Ich werde immer wieder gefragt, was gibt dir Hoffnung? Weil, seien wir ehrlich, ich erlebe viele Menschen, die in dieser Zeit aggressiv depressiv oder zynisch werden. Was mich momentan sehr stark trägt, ist der Altar, auf den ich seit 700 Tagen jeden Tag nochmal ganz besonders schaue.
Es ist der Altar, an dem wir jeden Tag Eucharistie feiern. Aus einem Vorgängeraltar, von unserem allerersten Altar wurde ein Mosaik gerettet. Dieses Mosaik ist mir sehr ans Herz gewachsen. Wir sehen den Anker, das Festmachen hier im Altar in Christus selbst. Der Altar steht für Christus.

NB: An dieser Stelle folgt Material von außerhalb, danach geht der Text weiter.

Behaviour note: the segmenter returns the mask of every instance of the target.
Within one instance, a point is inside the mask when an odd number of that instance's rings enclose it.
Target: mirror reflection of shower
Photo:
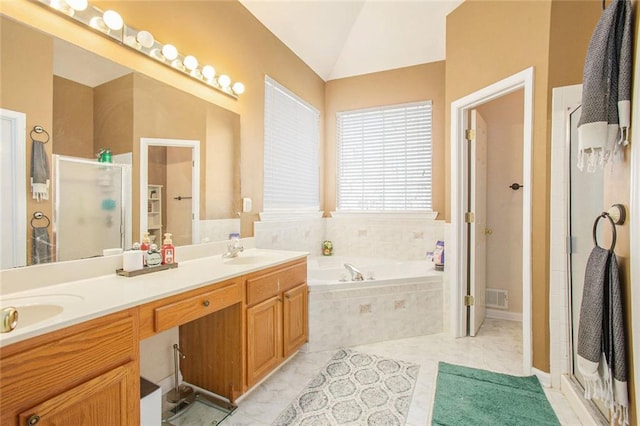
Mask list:
[[[62,155],[53,164],[56,259],[130,246],[131,166]]]

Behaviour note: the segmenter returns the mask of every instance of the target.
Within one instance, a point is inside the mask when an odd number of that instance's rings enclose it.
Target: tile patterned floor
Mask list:
[[[407,425],[424,426],[431,408],[438,362],[519,375],[522,368],[522,325],[519,322],[487,319],[478,336],[473,338],[454,339],[447,334],[435,334],[361,345],[353,349],[420,365]],[[298,353],[241,399],[236,412],[221,424],[270,425],[307,382],[318,374],[334,352]],[[545,389],[545,393],[563,425],[580,425],[558,390]]]

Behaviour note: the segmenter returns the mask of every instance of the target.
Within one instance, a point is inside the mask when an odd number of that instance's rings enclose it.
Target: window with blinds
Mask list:
[[[431,211],[431,101],[337,114],[338,210]]]
[[[320,113],[268,76],[264,89],[264,211],[318,211]]]

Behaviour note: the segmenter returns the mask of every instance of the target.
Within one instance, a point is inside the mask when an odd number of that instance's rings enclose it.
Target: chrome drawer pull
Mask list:
[[[204,302],[202,302],[202,305],[206,308],[207,306],[209,306],[209,301],[205,300]]]

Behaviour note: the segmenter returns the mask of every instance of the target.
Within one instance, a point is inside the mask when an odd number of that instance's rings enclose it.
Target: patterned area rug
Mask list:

Wir sehen auch, dieser Anker ist ein Staurogramm, das Tau und das Rho, das Kreuz. Es ist umgeben von sieben Fischen. Der Fisch ist auch ein Christus Symbol, aber wir sind der Pfingstort. Vielleicht werden die sieben Gaben des Heiligen Geistes mal nicht als Flammen, sondern als Fische dargestellt.
Das gibt mir Hoffnung, warum meine Brüder und ich weiter und treu im Gebet ausharren. Wir haben uns neu festgemacht in Gott und wir bleiben Pilger der Hoffnung. Wir hoffen weiter für Frieden, Gerechtigkeit und Versöhnung. Ich frage Sie, was gibt Ihnen Hoffnung? Was ist Ihr Anker im Leben?
Vom Jerusalemer Zionsberg aus der Domitio wünsche ich Ihnen Gottes Segen.
Ihr Abt Nikodemus.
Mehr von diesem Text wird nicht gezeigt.